Une piste budgétaire déjà évoquée par plusieurs gouvernements
Alors que s'ouvrent les préparatifs du budget 2027, l'exécutif remet sur la table une option susceptible de réduire significativement les dépenses de prestations sociales : la désindexation de certaines pensions de retraite par rapport à l'inflation. Le cabinet du Premier ministre Sébastien Lecornu a confirmé auprès du Figaro que cette piste, rapportée par le Journal du Dimanche, est étudiée pour l'année 2027, visant en priorité les pensions les plus élevées.

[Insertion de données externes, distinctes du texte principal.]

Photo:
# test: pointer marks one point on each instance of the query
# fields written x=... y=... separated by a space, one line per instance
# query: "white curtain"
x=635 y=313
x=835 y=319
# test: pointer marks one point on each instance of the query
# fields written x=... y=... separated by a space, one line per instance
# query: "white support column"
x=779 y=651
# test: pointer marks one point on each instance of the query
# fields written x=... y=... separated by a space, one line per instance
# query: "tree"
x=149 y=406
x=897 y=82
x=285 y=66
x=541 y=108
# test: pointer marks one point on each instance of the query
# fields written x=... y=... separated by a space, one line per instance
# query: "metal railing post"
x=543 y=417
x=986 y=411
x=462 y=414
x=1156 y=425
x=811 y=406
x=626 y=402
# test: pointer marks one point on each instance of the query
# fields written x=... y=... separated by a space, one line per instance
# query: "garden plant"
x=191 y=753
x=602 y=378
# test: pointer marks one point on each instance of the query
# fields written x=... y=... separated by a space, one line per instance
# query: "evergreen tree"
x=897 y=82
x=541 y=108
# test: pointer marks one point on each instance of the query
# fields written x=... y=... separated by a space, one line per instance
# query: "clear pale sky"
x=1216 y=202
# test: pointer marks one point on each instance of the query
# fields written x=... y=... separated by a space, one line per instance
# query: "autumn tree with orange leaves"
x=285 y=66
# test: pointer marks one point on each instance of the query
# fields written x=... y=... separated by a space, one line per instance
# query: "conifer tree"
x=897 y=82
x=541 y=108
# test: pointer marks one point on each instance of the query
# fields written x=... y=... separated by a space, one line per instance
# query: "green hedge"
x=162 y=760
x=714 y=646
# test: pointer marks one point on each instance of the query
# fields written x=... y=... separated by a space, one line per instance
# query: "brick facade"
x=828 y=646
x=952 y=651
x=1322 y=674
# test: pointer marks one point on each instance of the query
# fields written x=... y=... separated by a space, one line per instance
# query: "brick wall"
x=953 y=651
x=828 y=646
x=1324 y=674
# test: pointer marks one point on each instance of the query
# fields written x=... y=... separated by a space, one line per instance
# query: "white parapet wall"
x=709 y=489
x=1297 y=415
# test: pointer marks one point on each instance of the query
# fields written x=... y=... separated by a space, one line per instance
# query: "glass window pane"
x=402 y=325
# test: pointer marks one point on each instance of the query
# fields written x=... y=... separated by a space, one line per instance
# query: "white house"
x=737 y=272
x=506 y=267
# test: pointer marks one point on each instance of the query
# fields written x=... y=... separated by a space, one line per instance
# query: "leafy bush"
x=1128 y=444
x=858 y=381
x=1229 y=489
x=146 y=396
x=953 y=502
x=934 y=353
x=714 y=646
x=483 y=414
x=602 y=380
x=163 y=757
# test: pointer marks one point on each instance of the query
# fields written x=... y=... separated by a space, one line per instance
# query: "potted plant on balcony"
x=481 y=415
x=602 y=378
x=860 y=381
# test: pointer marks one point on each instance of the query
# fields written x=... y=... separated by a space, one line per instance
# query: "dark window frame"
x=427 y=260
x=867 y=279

Un dispositif déjà évoqué précédemment
Il ne s'agit pas d'une nouveauté conceptuelle : cette hypothèse a déjà été sondée par les gouvernements antérieurs, notamment sous les mandats de Michel Barnier en 2024 et de François Bayrou à l'été 2025. Sa réapparition témoigne d'une contrainte budgétaire persistante et d'un retour régulier à des mécanismes visant à maîtriser la dépense sociale.
Ce que cela signifierait concrètement
La désindexation consiste à interrompre ou à réduire le mécanisme automatique qui ajuste les pensions en fonction de la hausse des prix. Concrètement, pour les retraités concernés, cela se traduirait par une augmentation des pensions inférieure à l'inflation en 2027, donc une perte de pouvoir d'achat par rapport à une indexation complète. Le gouvernement évoque cette mesure comme un moyen de réaliser des économies substantielles sur le poste des prestations sociales.
- Public visé : les pensions dites "les plus élevées" (formulation utilisée par l'exécutif).
- Calendrier : mesure étudiée pour l'exercice budgétaire 2027.
- Objet : maîtriser la dépense publique en limitant l'ajustement des prestations sur l'inflation.
Enjeux politiques et sociaux
Cette option est politiquement délicate : toucher aux pensions, même partiellement, suscite une forte sensibilité sociale et un risque de mobilisation. Le gouvernement doit arbitrer entre l'impératif de consolidation des comptes publics et la protection du pouvoir d'achat des retraités, population majoritairement stable électoralement et souvent très attentive aux questions de retraite et d'inflation.
Acteurs et conséquences à surveiller
Plusieurs acteurs seront attentifs aux suites : les organisations syndicales et associations de retraités, les partis d'opposition, ainsi que les rapporteurs budgétaires au Parlement. Sur le plan technique, une désindexation ciblée suppose d'abord de définir précisément quel seuil de pension serait concerné et comment la mesure serait appliquée (gel, renvoi partiel à un index alternatif, etc.).
| Année | Événement |
|---|---|
| 2024 | Hypothèse évoquée sous le gouvernement de Michel Barnier |
| 2025 | Piste reprise à l'été sous François Bayrou |
| 2026 | Mesure étudiée par l'équipe de Sébastien Lecornu pour le budget 2027 |
Ce qu'il faut retenir
La désindexation partielle des pensions pour 2027 est une option confirmée en interne au sommet de l'État et présentée comme un levier d'économies. Sa mise en œuvre dépendra d'arbitrages politiques et techniques : ciblage des pensions visées, modalités précises d'application et acceptabilité sociale. Le débat qui s'ouvre dans la préparation du budget 2027 opposera les impératifs de maîtrise des dépenses publiques et la préservation du pouvoir d'achat des retraités.